Plus d'un millier de cadets de la classe de 2020 ont été rappelés au campus depuis leur domicile malgré la pandémie de coronavirus afin qu'ils puissent écouter attentivement le discours du président et le regarder modéliser de nouvelles techniques pour l'eau potable et les rampes descendantes. Des centaines de diplômés de West Point ont écrit à la promotion de 2020 pour exprimer leur inquiétude «que les autres diplômés qui occupent des postes de haut niveau dans la fonction publique ne respectent pas leur serment d'office et leur engagement envers le devoir, l'honneur, le pays», faisant référence au secrétaire à la Défense Mark Esper , classe de 1986. Esper faisait partie de l'entourage qui a marché avec le président à l'église St John le 1er juin après que le secteur a été nettoyé à l'aide d'irritants chimiques. Le général Mark Milley, président de l'état-major interarmées, était également présent. «Leurs actions», écrivent les diplômés, «menacent la crédibilité d'une armée apolitique».

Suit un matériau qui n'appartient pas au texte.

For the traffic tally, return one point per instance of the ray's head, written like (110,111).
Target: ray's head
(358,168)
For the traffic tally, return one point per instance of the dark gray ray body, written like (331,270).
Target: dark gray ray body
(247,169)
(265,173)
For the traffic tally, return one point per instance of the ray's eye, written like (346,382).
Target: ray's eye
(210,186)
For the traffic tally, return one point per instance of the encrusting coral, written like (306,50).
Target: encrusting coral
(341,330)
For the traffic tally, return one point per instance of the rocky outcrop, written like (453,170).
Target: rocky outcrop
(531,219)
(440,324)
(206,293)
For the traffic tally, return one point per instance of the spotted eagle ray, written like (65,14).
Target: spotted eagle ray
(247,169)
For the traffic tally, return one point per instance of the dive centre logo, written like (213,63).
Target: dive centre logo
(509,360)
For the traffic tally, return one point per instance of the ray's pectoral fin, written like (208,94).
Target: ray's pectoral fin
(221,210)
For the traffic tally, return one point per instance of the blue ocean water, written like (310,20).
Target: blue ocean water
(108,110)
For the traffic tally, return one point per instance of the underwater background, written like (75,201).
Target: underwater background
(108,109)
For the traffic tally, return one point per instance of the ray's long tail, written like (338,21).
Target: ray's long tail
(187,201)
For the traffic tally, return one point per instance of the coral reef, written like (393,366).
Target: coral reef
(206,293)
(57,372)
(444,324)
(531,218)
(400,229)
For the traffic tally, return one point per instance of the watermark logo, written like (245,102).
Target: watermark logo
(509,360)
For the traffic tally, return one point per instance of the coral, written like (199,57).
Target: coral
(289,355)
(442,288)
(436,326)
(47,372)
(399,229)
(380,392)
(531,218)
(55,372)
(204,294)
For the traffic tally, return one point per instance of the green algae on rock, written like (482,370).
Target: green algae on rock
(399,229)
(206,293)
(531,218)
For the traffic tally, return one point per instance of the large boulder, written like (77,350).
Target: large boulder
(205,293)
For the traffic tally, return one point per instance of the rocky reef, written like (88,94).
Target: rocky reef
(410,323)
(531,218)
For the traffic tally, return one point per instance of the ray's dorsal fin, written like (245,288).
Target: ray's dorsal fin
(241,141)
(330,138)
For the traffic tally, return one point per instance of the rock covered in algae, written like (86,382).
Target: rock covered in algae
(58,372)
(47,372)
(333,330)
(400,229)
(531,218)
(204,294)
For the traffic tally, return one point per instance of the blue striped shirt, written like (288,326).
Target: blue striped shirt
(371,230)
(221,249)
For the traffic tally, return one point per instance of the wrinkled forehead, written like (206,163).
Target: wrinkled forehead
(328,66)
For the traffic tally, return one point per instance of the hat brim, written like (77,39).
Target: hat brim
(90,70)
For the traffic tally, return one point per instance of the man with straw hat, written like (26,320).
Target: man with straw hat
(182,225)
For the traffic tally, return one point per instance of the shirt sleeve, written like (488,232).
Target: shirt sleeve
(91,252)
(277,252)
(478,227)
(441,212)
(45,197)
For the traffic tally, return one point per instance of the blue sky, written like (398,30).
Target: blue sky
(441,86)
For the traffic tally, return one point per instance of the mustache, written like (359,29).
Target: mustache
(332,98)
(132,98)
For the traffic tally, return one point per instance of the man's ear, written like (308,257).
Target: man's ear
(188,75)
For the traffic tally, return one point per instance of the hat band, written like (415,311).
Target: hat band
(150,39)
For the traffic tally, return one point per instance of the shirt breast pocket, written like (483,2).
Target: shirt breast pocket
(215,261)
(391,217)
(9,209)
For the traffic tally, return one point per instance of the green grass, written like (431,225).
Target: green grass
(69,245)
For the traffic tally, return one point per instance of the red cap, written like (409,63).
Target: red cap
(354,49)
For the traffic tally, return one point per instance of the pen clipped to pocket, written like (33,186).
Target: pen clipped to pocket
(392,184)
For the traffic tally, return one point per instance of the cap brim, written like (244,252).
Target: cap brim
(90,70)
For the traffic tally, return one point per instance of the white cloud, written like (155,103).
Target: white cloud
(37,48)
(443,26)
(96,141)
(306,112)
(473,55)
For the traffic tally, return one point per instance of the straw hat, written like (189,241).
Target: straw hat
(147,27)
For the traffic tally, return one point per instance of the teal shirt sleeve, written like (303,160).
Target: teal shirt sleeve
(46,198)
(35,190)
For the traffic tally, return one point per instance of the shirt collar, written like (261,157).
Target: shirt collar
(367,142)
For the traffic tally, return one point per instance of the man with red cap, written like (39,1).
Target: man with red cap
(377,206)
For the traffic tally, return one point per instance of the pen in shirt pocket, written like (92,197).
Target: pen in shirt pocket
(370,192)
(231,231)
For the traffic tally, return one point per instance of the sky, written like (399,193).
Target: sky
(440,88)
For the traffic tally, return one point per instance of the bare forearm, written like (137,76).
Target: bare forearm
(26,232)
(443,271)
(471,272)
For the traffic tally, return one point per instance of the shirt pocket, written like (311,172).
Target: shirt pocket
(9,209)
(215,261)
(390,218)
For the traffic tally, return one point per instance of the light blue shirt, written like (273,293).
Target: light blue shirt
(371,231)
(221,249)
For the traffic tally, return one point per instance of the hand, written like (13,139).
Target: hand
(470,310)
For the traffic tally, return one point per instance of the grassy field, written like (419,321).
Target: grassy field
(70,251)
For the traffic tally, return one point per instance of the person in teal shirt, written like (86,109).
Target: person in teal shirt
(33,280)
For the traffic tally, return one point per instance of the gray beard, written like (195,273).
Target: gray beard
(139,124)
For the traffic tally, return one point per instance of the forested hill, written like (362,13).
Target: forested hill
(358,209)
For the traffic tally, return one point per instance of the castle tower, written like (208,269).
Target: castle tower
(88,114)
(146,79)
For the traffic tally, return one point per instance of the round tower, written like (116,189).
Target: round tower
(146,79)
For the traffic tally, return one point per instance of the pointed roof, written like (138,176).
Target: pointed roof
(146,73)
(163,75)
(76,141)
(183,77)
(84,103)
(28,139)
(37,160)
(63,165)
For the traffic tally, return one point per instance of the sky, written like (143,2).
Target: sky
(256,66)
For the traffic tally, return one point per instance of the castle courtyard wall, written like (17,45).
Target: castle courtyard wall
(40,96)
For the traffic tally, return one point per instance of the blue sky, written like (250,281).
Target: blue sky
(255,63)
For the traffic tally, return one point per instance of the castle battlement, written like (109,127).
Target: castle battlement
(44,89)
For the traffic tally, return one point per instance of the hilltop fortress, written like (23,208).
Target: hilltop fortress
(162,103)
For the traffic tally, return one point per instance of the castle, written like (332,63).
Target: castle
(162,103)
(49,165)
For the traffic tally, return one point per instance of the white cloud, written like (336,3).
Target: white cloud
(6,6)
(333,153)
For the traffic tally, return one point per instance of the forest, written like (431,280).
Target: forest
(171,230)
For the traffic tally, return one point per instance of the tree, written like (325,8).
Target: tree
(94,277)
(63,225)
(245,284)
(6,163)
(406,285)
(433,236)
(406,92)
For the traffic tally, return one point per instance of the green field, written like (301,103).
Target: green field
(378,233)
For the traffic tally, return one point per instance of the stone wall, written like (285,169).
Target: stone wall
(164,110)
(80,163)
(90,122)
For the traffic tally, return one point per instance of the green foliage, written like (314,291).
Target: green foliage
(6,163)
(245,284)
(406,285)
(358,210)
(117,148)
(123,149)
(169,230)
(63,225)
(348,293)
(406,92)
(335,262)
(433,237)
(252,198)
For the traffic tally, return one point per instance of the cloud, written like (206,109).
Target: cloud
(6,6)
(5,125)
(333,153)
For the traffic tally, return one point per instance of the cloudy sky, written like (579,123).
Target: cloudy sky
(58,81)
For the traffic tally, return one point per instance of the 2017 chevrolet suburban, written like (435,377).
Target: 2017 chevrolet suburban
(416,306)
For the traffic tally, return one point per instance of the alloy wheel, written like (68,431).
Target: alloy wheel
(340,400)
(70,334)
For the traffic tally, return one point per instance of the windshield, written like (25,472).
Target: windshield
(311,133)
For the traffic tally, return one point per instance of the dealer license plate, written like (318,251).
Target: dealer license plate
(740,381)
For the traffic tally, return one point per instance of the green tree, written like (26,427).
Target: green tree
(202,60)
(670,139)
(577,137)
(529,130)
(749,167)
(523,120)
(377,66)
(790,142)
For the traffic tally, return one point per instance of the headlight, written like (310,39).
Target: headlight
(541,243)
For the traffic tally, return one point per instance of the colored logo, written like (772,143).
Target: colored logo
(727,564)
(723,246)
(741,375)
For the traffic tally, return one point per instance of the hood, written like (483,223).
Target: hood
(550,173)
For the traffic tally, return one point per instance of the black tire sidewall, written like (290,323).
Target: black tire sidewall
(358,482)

Dans une vidéo adressée à l'Université de la Défense nationale, Milley s'est excusé pour son rôle dans la débâcle, admettant qu'il s'agissait d'une erreur, tandis qu'Esper serait sur la glace avec le président après s'être opposé à l'utilisation de l'Insurrection Act. Le général James Mattis, l'emblématique commandant des Marines et le premier secrétaire à la Défense de Trump, l'a accusé d '«abus du pouvoir exécutif» et de se moquer de la Constitution. Peter Bergen, auteur de Trump et ses généraux: le coût du chaos, estime que "c'est la plus grande scission entre l'armée et la direction civile" que nous avons vue.

Le projet de loi esquivant le président, quatre fois au collège et une fois en raison d'un diagnostic très douteux de «spurs osseux», a été bien relaté, et il n'a pas toujours parlé des sacrifices des soldats américains avec le décorum approprié.

Il doit veiller à ne pas aliéner les forces armées lors d'une année électorale. Ce n'est pas un luxe qu'un président républicain qui recule constamment de 14, 12 ou 10 points aux élections générales puisse se le permettre.